Abid keluar kamar dengan perasaan tak menentu. Tak bisakah Salma bersikap baik, minimal kali ini saja?

Di depan kamar, ia berpapasan dengan Bu Nyai Nikmah. Membuatnya tersentak sebab seketika hadir ketidaknyamanan dan malu akan sikap Salma.

"Istrimu ... masih belum mau keluar?" tanya ibu Abid lembut. Ia mendekati putranya, lalu mendaratkan tangan pada lengan Abid.

Dengan senyum dipaksakan dan perasaan bersalah, Abid menggeleng pelan. "Tidak mau, Umi."

"Ndak apa-apa," Bu Nyai Nikmah menepuk sayang pundak putranya, "bersabarlah dengan sikap istrimu. Salah satu tanda kewalian seseorang adalah diuji dengan ahlak istri yang buruk."

Abid tersentak. Benar memang dia pernah mendengar hal semacam itu, tapi ia tak berani untuk merasa bahwa ia adalah seorang waliyullah. "Ah, Umi. Masak begini saja sudah jadi wali."

"Bukan itu maksud Umi. Tapi, jika kamu mampu bersabar, tentu ada hikmah besar di balik ini. Semua akan kembali kepadamu dalam bentuk kebaikan yang setara, entah bagaimana caranya.

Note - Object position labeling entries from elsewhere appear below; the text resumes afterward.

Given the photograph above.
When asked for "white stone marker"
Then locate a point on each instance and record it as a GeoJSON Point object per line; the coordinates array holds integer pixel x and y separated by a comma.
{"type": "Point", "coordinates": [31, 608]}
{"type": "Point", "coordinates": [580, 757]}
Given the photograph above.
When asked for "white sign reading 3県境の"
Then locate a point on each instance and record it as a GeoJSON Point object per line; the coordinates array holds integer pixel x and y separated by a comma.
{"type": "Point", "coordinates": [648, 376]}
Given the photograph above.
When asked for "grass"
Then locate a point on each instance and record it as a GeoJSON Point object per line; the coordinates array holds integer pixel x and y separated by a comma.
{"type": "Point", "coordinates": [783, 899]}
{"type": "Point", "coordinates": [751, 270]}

Lagipula, diuji dengan sikap istri semacam ini, bisa membentuk pribadimu menjadi lebih dewasa dan bijaksana."

"Inggih," jawab Abid lembut, berusaha menenangkan ibunya. Meskipun jelas, selaksa gundah masih membebaninya.

"Bersabarlah," lanjut Bu Nyai Nikmah lagi, "Sayyidina Umar saja tetap bersabar dan lembut terhadap istrinya. Padahal, beliau adalah sahabat Nabi yang paling tegas dan ditakuti bahkan oleh bangsa jin."

Abid mengiakan nasihat sang Ibu. Penjelasan terahir Bu Nyai Nikmah, bak guyuran air sejuk di hatinya. Bukan hanya bijaksana, tapi nasihat itu mampu menjadi penenang hati yang gemuruh dan penyejuk jiwanya yang sempat tersulut amarah.

Abid mengikuti acara haflatul imtihan sebagaimana saudara-saudaranya serta dewan guru yang lain. Ia menempati kursi di mana dewan keluarga duduk. Ia memang bukan dewan pengajar di Darul Muhtar, bahkan tugasnya di Nurul Iman pun ditinggal begitu saja demi mematuhi titah sang guru. Tapi, sebagai putra pengasuh, ia tetap merasa bertanggung jawab untuk membantu orangtuanya.

Saat pertengahan acara, terasa ponselnya berdengung panjang. Segera, Abid merogoh saku untuk memeriksanya. Ia tersentak dan seketika beranjak manakala terpampang nama sang mertua pada layar. Cepat-cepat Abid mencari tempat yang lebih sepi untuk menerima panggilan itu.

Abid menjawab salam sang ayah mertua. Mereka berbasa-basi sebentar. Tentu saja, Kiai Mahrus menanyakan kabar Salma yang dijawab Abid dengan baik-baik saja.

"... tapi Nak Mas, barusan Umma kamu mendapat kabar dari Bu Nyai Nikmah. Katanya, seharian ini Salma ndak mau keluar kamar. Benar?!"

Abid tak pernah bisa berbohong pada ayah mertuanya. Ia membenarkan pertanyaan itu.

Kiai Mahrus berdecak. "Sudah tiga minggu, tapi Salma masih dengan sikapnya yang keras kepala. Memalukan sekali. Dia ndak menghormati kedua mertuanya. Nanti jika acara selesai, segera sita HP-nya dan kirim ke sini!"

Sekali lagi, Abid tak bisa tak tersentak kaget. Kembali menghukum Salma dengan keras? Apakah benar ini solusinya?